Current Series: Advances in the Treatment of Spinal Muscular Atrophy

Crystal Proud, MD: Hello and welcome to this NeurologyLive® Peer Exchange titled, “Advances in the Treatment of Spinal Muscular Atrophy.” I am Dr Crystal Proud, from the Children’s Hospital of the King’s Daughters. Joining me today in this virtual discussion are my colleagues, Dr John Brandsema, from the Children’s Hospital of Philadelphia; Dr Nancy Kuntz, from the Ann and Robert H. Lurie Children’s Hospital of Chicago; and Dr Julie Parsons, from the Children’s Hospital of Colorado. 
Today, we are going to discuss a number of topics pertaining to the diagnosis and treatment of spinal muscular atrophy [SMA]. Let’s get started on our first topic. Spinal muscular atrophy is the result of a missing or mutated SMN1 gene. Its estimated prevalence is about 1 in 10,000. John, could you please review for us the signs and symptoms of spinal muscular atrophy that might lead a pediatrician to suspect this diagnosis? 
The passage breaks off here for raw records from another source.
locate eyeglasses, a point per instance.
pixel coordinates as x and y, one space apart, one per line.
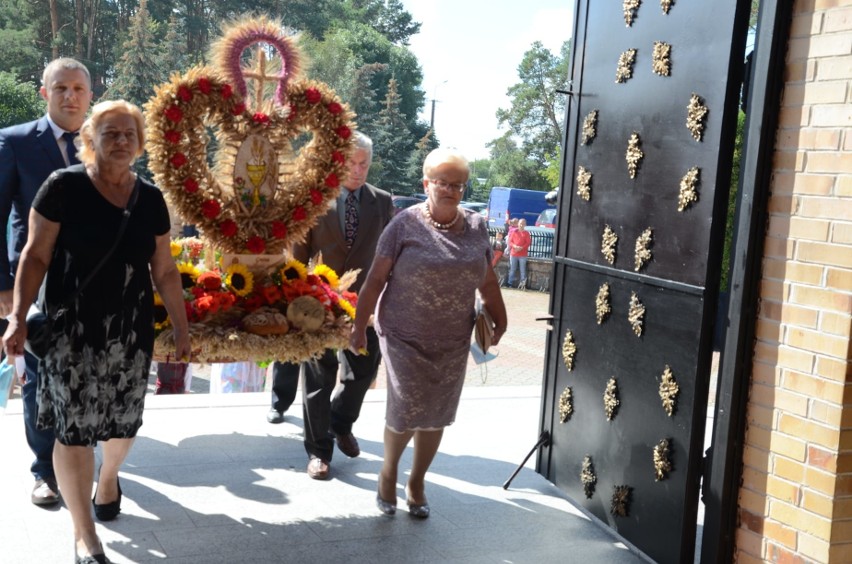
444 185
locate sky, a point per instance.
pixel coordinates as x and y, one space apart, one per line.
470 51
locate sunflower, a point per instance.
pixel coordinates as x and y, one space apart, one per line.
347 308
328 275
293 270
239 279
161 316
188 274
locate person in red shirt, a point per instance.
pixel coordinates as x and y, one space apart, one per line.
519 245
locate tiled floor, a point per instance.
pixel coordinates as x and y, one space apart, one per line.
209 481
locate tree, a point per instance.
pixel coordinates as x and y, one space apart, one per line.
138 71
423 147
535 116
391 146
19 101
511 167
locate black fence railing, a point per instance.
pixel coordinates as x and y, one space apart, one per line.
542 241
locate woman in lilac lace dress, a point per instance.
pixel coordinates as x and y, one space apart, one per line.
430 261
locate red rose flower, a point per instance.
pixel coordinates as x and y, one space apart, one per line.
279 230
184 93
228 228
312 95
253 301
211 209
174 114
190 185
210 280
271 294
256 245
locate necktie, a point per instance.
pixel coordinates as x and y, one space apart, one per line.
70 147
350 219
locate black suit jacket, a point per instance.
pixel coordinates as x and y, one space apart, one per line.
375 212
28 154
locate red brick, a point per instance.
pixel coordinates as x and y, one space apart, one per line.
820 46
822 458
841 233
806 24
839 19
781 555
812 386
836 324
775 247
789 183
788 313
831 162
835 68
806 228
832 368
827 208
816 341
794 116
792 271
769 331
830 115
823 299
810 431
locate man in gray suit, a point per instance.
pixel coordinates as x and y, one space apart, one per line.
347 237
28 154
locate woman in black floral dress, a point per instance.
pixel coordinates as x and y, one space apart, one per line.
92 382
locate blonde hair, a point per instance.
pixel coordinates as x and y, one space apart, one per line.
90 126
444 156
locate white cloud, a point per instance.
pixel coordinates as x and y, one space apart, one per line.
476 46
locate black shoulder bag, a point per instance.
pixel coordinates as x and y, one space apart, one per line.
40 324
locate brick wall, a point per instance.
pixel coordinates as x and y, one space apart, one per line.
795 502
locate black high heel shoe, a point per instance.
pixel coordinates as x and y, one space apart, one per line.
107 511
99 558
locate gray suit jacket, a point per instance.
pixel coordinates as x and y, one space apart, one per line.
28 154
376 211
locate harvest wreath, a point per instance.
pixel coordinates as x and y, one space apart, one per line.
243 298
290 313
226 204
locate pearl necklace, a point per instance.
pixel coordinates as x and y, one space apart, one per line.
441 226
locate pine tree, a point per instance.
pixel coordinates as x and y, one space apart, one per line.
392 145
426 145
137 72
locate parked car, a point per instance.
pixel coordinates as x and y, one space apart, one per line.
478 207
547 218
402 202
514 203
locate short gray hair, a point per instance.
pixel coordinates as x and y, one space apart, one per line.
363 142
64 63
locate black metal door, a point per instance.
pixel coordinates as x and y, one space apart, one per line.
636 269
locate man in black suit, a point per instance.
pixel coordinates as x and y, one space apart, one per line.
28 154
346 236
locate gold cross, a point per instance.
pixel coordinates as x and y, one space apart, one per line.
258 74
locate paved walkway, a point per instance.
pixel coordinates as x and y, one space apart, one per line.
209 481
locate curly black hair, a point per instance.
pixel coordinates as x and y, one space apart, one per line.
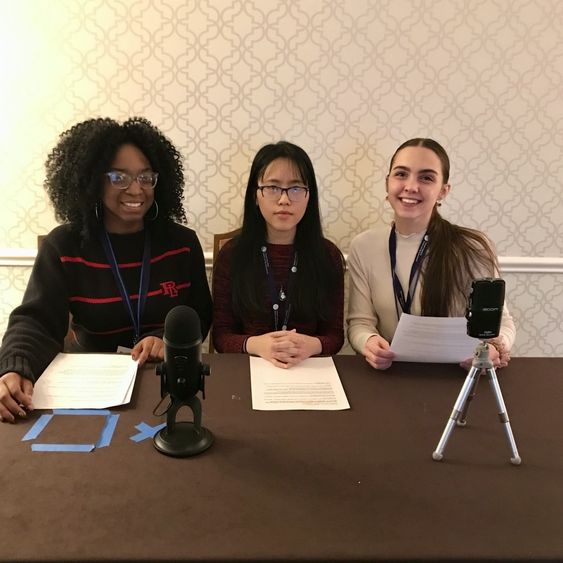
75 169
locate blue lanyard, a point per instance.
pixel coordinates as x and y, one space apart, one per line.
281 295
400 300
143 282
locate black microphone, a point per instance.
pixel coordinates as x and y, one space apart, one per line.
182 372
182 376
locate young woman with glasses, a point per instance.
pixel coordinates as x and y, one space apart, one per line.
278 287
118 263
421 264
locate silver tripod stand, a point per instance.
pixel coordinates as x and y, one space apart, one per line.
481 361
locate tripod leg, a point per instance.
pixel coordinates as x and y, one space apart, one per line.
503 415
459 406
472 392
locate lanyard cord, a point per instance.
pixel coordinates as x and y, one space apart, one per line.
400 301
279 296
143 281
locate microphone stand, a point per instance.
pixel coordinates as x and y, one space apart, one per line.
481 361
183 439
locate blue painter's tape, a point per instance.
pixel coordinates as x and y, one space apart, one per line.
108 430
146 431
83 412
39 425
62 447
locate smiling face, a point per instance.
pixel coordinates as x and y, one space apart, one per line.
124 209
414 184
281 215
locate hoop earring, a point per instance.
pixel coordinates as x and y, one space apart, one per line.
155 215
99 211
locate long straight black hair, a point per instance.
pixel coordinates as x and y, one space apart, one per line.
456 255
316 278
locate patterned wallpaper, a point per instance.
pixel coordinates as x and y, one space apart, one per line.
347 80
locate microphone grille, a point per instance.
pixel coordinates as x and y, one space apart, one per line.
182 326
John Brandsema, MD: I think it's important to distinguish that spinal muscular atrophy is a broader term that includes a lot of heterogeneous clinical syndromes, but when we're speaking about the most common form, 5q SMA, this tends to be a degeneration of motor neurons in the spinal cord and brain stem. What you see as symptoms universally in the disorder are weakness in the limbs, and in children that often manifests as motor delays and hypotonia. 
As you get into the more severe forms of the disease, you start to see the brainstem involvement, and that would include bulbar symptoms, such as difficulty swallowing and speaking, and respiratory involvement. The respiratory involvement is a bit unique in this disorder because the paraspinal musculature is more affected than the diaphragm, which is relatively spared. Because of this, the children often develop a paradoxical breathing pattern, where they tend to breathe contrary to what they're trying to do inspiration- versus expiration-wise.  
This also leads to a remodeling of the chest shape, in the most severe form looking more bell-shaped in the torso. Pediatricians will probably be seeing patients for initial delays in motor development and weakness and hypotonia, which eventually leads to regression in all forms of the disease, which is progressive and the natural history. 
Crystal Proud, MD: Thank you for summarizing that for us.